Investments in digital technologies can help companies gain agility and better respond to changing consumer demands, he added.
“Agility requires you to be able to ingest data and come out with insights relatively quickly and easily,” Mr. Haslun said. “That agility is very difficult for a large company to achieve. But when people are changing so rapidly, and we have the convergence of food and health rising so quickly, that means you have to participate by changing rapidly.”
Bioinformatics. The first technology, bioinformatics, traditionally has been used in pharmaceutical applications but may offer opportunities for food and beverage companies looking to accelerate ingredient discovery. Companies can use bioinformatics to better understand connections between potential ingredients and their impacts on human health.

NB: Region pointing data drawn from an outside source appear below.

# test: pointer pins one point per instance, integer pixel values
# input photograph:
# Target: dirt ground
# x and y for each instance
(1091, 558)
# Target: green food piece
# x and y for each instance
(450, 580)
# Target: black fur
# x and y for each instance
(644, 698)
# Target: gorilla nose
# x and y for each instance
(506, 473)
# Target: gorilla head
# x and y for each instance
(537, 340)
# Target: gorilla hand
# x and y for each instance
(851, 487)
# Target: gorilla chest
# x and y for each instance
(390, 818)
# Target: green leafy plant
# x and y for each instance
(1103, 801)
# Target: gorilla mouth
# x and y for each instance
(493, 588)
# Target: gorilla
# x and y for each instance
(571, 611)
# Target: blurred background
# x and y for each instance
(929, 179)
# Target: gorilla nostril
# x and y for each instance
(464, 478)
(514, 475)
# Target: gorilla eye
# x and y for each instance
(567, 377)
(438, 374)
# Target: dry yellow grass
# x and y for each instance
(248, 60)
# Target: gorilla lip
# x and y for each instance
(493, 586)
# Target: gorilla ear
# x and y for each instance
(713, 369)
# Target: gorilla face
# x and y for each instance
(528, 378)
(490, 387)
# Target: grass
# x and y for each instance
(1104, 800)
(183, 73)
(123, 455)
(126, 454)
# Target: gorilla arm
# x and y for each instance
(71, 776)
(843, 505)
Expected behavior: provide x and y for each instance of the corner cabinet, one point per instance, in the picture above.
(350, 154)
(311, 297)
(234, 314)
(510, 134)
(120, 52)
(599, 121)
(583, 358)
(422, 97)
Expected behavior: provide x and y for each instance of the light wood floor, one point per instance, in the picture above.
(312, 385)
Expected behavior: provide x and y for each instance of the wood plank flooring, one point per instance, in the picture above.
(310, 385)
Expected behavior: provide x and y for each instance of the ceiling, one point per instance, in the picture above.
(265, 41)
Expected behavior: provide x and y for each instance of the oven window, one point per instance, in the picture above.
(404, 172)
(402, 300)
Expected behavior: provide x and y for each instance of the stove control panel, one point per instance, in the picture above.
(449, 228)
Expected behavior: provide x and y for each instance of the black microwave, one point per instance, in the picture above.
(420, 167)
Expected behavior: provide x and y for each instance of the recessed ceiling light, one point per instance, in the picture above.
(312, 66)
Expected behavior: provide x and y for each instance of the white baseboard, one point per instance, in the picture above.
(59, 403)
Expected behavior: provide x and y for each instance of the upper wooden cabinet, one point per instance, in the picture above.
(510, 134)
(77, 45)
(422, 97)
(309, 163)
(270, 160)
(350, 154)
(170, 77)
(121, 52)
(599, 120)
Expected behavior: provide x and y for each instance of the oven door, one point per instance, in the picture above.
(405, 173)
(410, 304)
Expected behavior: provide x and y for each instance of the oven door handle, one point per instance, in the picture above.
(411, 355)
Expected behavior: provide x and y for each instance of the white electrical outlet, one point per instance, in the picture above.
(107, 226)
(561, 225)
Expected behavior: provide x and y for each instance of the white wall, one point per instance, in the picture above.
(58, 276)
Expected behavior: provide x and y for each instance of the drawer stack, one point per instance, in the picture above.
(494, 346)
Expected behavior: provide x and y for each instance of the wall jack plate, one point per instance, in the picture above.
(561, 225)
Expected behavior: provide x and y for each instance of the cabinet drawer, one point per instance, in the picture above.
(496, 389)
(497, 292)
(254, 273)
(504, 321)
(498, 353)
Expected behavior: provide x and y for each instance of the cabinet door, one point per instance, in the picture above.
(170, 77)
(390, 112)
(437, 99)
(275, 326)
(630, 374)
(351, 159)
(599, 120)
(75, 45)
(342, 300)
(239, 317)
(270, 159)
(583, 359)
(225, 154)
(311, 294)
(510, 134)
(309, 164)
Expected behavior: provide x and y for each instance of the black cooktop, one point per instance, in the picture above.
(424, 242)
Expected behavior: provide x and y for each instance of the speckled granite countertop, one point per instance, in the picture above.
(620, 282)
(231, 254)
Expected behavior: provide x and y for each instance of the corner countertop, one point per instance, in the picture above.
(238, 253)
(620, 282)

Companies like Brightseed are working with food and beverage formulators to lower the burden of discovery. The San Francisco-based biotechnology startup uses an artificial intelligence platform to analyze millions of bioactive compounds and map their potential applications. “It costs billions of dollars to create a new, active ingredient in pharma,” Mr. Haslun said. “A food company can’t invest that much, so your option is to say either, ‘We have a lot of information and we want to use it better, or we want to work with players who can enable us to discover new ingredients quicker.’ That requires taking all that information, making the proper connections, distilling that down, and then allowing your research and R&D teams to take that and do something with it.”
Ingredient informatics. Companies looking to speed up the product development process may turn to ingredient informatics. “This is related to bioinformatics,” Mr. Haslun said. “It is the next step, where maybe you care less about the active ingredients and care more about finding ingredients, knowing where they are and what their properties are, and then linking those to the outcome you desire.”
He used plant protein as an example.“Let’s say you want to create a lattice, and you want to have something to build on,” Mr. Haslun said. “You need something with structural integrity, something easily digestible, something that doesn’t have too much flavor associated with it but can have other protein sources bound to it. With ingredient informatics you essentially have a database that is connected to all those parameters.” Companies also can leverage ingredients informatics to better predict the consumer response to new products, flavors and formats.
“There are ways you can work with players to help rapidly profile that flavor and predict what the response might be, and how that links to other formulation characteristics,” Mr. Haslun said. “It allows you to make better, more rapid decisions about the ingredients you include and the ingredients you’re thinking about for future products.”
Alternative protein
Marketers of plant-based products are drawing closer to achieving price parity with animal-based products, but opportunities still exist to improve the taste, texture and color of alternative proteins.
“Texture, flavor, off flavors, all these things really matter to go beyond cost parity,” Mr. Haslun said. “What does that form look like, and I would add, is it healthy? Are you masking the actual flavor by adding a whole bunch of sodium? Or are you just trying to mimic what existing products are out there? Those are challenges that I don’t think we have solved yet.”
Alternative protein technologies that address multiple sensory factors may offer the most promising path forward. Cell-based fats and mycelium both address texture and color, for example, while fermented ingredients address color along with taste and texture.
“Nailing down some of these manufacturing challenges around improving texture around making the proteins more amenable to a number of different food forms, these are all challenges that we’re seeing being taken up,” Mr. Haslun said. “Has anybody been exceptionally successful? I think that’s up in the air.”